O mercado de laranja iniciou a safra 2026/27 com preços pressionados no Brasil e no exterior, apesar da perspectiva de uma produção menor no cinturão citrícola. A maior disponibilidade de suco nos Estados Unidos e a postura cautelosa da indústria diminuíram a percepção de urgência nas compras, segundo dados divulgados pela Consultoria Agro do Itaú BBA.
Preços recuam no início da temporada
Nos 30 dias encerrados em 11 de agosto, o contrato de suco de laranja negociado em Nova York caiu 6%, para cerca de USDc 139 por libra-peso. No Brasil, segundo dados divulgados pela Consultoria Agro do Itaú BBA com informações do Cepea, a caixa de 40,8 quilos destinada à indústria foi negociada a R$ 30, queda de 2,3% em 30 dias.
A retração ocorreu mesmo com uma perspectiva menor para a colheita. A Consultoria Agro do Itaú BBA destaca a estimativa do Fundecitrus de produção de 255 milhões de caixas em 2026/27. Ainda assim, o comportamento das cotações mostrou que a disponibilidade imediata de fruta e o ritmo das negociações estavam pesando mais nas decisões da indústria naquele momento.

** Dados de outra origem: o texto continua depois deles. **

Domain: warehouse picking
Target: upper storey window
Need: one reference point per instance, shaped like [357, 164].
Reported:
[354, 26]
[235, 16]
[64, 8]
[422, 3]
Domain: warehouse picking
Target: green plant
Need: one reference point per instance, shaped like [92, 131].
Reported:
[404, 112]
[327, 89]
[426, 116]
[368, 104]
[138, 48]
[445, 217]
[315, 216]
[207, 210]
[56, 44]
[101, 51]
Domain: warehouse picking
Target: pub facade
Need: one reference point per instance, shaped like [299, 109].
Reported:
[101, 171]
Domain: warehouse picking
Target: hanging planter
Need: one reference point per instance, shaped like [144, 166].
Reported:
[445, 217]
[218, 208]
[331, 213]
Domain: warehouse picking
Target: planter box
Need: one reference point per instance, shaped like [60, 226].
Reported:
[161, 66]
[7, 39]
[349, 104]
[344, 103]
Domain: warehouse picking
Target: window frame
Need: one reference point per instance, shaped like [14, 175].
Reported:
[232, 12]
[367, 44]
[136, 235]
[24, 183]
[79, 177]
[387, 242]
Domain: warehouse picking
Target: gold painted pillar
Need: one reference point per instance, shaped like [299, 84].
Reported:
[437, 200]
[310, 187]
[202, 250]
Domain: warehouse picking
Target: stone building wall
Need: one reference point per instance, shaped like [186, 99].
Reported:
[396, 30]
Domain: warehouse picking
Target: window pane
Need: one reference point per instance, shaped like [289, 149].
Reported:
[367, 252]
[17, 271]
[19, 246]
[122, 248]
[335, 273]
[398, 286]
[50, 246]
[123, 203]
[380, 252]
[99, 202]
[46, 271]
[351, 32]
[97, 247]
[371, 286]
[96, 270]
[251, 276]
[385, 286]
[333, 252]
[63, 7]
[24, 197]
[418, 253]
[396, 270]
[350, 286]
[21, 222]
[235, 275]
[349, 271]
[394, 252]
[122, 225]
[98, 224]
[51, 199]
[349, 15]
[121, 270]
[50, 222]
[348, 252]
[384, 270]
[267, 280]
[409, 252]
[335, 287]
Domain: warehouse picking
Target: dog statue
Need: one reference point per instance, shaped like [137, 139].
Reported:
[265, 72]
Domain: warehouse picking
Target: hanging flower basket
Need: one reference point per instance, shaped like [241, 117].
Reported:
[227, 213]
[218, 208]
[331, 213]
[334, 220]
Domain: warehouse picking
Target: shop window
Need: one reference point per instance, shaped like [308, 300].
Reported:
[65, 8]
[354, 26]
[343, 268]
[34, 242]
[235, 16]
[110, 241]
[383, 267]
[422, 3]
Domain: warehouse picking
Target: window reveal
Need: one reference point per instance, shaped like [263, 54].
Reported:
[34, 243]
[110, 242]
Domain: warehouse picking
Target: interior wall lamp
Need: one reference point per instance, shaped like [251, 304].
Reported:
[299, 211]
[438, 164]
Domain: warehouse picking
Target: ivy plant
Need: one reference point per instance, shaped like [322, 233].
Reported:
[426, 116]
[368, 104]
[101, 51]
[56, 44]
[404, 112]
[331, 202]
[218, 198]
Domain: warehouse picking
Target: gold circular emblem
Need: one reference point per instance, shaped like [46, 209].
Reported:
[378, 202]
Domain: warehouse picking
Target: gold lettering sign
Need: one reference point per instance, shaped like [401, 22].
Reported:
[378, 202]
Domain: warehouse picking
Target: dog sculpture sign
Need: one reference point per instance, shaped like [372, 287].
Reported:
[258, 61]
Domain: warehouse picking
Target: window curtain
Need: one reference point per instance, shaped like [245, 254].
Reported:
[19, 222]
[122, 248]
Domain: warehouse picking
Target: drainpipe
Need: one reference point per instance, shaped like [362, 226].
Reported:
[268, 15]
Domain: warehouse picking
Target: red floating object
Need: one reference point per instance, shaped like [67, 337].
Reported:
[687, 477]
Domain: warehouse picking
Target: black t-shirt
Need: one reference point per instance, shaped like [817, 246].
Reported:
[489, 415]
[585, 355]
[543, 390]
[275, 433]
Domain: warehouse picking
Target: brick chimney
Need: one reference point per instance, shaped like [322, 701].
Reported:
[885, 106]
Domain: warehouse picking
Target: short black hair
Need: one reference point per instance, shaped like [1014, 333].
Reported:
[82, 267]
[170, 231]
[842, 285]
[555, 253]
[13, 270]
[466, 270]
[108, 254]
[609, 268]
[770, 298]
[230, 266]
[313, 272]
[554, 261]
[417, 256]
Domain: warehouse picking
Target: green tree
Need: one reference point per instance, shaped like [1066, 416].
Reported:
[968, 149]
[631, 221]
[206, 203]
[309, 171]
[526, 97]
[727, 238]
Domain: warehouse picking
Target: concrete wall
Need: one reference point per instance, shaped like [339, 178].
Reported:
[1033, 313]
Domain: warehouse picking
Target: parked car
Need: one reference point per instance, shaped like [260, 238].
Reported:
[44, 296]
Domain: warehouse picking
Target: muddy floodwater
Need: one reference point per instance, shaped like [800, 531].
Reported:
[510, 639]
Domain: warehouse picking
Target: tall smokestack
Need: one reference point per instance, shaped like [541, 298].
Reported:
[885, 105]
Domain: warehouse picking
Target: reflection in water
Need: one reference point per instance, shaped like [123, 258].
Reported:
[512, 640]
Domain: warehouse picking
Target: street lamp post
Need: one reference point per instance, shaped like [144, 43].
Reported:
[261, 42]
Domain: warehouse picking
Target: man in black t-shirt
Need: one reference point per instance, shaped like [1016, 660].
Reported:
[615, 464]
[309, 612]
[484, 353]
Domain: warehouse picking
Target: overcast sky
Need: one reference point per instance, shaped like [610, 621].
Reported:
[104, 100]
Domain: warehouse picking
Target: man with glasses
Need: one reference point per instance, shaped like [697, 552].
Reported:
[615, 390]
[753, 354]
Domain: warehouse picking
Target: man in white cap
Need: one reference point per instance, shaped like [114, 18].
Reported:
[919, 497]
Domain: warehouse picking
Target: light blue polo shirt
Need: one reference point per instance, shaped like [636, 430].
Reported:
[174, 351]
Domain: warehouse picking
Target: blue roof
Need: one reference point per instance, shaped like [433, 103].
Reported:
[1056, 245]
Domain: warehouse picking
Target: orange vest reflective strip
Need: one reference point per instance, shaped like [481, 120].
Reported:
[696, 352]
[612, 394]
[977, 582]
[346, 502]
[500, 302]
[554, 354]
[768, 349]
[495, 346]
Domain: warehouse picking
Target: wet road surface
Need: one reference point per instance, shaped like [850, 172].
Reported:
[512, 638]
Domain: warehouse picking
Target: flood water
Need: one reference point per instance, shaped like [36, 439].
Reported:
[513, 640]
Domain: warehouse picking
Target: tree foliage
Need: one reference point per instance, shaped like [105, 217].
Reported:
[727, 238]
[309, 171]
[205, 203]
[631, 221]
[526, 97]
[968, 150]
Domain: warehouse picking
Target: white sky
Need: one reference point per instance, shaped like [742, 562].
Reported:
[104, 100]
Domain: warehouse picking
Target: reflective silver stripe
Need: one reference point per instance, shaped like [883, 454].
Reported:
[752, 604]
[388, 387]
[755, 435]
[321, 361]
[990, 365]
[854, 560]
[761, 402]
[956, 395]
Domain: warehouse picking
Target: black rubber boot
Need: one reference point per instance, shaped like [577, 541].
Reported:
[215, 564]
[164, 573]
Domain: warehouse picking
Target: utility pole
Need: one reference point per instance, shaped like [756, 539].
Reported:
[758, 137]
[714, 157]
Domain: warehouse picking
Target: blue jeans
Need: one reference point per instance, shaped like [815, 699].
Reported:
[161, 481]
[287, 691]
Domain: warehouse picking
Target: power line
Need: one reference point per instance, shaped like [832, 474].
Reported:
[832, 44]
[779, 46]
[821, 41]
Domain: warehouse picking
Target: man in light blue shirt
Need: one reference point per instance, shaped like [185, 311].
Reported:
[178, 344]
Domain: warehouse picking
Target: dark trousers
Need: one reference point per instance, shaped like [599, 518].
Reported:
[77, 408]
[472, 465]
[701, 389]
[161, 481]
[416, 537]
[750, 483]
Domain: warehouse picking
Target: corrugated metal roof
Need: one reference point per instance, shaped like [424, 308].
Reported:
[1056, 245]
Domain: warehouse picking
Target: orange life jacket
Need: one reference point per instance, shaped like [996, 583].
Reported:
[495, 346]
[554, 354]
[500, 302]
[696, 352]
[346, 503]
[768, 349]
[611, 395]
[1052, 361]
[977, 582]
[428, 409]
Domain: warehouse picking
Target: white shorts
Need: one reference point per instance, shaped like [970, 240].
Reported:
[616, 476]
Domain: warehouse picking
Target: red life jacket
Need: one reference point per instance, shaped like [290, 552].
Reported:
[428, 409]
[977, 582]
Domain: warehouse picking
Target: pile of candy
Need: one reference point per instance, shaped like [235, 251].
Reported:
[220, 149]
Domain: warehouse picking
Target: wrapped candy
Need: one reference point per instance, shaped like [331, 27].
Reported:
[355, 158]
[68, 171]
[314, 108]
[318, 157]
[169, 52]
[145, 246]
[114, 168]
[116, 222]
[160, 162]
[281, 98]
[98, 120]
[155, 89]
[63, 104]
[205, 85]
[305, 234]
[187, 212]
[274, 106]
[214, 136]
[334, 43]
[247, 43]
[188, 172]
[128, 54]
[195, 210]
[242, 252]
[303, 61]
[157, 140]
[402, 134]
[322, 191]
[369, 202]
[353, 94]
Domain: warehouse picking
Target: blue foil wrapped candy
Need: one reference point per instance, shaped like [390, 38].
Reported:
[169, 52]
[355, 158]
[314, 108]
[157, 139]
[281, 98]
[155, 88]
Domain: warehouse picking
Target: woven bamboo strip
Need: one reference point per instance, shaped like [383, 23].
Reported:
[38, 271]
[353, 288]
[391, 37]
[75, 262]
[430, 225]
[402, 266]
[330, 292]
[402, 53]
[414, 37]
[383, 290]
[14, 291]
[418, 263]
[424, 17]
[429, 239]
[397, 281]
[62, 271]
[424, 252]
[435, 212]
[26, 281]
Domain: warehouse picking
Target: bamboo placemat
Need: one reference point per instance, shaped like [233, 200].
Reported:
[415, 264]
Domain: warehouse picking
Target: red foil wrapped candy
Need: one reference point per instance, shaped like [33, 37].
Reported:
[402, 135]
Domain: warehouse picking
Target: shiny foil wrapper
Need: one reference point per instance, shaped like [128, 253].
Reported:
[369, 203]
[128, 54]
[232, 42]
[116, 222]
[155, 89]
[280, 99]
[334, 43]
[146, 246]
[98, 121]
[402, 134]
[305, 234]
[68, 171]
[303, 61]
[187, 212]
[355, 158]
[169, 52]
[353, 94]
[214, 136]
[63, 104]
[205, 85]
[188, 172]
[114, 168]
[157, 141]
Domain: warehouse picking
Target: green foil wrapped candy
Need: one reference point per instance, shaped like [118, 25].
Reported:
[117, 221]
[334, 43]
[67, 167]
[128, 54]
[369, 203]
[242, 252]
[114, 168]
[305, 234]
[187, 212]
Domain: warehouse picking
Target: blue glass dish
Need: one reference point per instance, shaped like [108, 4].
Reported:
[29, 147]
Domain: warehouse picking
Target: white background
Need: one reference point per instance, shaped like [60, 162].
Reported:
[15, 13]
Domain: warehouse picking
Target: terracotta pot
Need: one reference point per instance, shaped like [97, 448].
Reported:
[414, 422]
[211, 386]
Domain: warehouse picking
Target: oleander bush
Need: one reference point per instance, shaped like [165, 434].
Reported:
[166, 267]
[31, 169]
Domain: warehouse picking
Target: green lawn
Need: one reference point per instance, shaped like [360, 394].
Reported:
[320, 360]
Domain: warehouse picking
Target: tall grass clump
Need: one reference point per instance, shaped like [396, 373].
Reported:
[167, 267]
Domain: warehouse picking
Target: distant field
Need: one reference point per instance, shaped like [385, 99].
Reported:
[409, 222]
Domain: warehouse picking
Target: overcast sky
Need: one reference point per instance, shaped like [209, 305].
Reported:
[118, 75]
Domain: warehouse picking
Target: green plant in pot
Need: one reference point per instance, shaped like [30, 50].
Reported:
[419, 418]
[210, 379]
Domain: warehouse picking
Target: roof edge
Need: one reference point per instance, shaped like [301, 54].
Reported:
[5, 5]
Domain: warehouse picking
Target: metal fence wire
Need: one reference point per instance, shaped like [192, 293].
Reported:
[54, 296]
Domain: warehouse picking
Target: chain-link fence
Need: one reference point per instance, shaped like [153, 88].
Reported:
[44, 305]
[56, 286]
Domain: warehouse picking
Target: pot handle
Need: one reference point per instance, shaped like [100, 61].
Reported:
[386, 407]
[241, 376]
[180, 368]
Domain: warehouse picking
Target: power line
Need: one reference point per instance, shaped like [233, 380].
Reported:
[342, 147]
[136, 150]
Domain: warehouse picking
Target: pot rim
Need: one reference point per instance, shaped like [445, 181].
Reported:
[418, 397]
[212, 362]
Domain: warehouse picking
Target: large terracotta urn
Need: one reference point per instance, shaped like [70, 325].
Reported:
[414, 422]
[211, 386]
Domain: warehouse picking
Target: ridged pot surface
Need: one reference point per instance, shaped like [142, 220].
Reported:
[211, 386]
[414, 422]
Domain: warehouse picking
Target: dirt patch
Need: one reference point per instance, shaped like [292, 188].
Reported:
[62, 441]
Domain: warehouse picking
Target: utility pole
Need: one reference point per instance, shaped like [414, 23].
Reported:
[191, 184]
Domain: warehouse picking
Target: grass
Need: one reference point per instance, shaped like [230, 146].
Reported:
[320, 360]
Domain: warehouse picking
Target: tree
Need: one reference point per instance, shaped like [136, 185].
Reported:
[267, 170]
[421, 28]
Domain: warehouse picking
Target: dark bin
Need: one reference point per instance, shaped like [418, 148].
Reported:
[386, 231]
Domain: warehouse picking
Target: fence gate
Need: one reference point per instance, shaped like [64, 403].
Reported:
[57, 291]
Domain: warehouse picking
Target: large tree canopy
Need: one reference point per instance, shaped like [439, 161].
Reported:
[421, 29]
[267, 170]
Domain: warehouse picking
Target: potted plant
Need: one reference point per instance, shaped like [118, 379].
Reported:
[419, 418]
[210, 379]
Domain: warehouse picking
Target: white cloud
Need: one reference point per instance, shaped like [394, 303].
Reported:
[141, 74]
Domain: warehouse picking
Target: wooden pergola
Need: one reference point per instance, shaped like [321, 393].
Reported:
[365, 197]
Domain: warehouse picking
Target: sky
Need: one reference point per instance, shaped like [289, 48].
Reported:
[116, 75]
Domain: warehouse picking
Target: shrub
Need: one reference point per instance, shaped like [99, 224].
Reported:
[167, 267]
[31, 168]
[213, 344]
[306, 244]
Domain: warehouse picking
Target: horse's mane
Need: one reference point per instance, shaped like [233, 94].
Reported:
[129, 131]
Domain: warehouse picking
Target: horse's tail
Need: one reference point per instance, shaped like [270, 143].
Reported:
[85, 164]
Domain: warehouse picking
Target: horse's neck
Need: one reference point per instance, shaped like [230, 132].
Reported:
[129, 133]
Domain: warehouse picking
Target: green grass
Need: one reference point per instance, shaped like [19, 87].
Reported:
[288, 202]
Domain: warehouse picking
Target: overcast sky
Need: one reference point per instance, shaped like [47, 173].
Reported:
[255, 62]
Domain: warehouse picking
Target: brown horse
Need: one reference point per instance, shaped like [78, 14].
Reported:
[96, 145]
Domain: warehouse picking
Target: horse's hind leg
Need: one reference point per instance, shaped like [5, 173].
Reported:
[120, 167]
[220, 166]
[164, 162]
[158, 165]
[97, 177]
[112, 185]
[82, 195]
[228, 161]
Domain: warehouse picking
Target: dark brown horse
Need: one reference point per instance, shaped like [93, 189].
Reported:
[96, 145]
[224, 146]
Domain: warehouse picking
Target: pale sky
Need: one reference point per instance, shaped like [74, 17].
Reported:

As exportações de suco apresentaram recuperação em volume. Segundo dados divulgados pela Consultoria Agro do Itaú BBA, os embarques de julho totalizaram 75 mil toneladas em equivalente FCOJ e geraram receita de USD 180 milhões. O volume aumentou 7,3% na comparação anual, mas o preço médio caiu 44,1%, para USD 2.391 por tonelada, provocando redução de 40% no faturamento.
Estoques americanos mudam equilíbrio do mercado
A distribuição dos embarques também mudou. Conforme a Consultoria Agro do Itaú BBA, os Estados Unidos absorveram 56% das exportações brasileiras de suco, com crescimento de 34% na comparação anual. Já a União Europeia respondeu por 30% e apresentou retração de 35%.
Nos Estados Unidos, a recomposição dos estoques ajuda a explicar a dificuldade de recuperação das cotações. De acordo com a Consultoria Agro do Itaú BBA, com dados do USDA, os estoques de suco concentrado somavam 217 mil toneladas no fim de junho, 41% acima do volume de um ano antes e aproximadamente 20 mil toneladas superiores à média dos últimos cinco anos.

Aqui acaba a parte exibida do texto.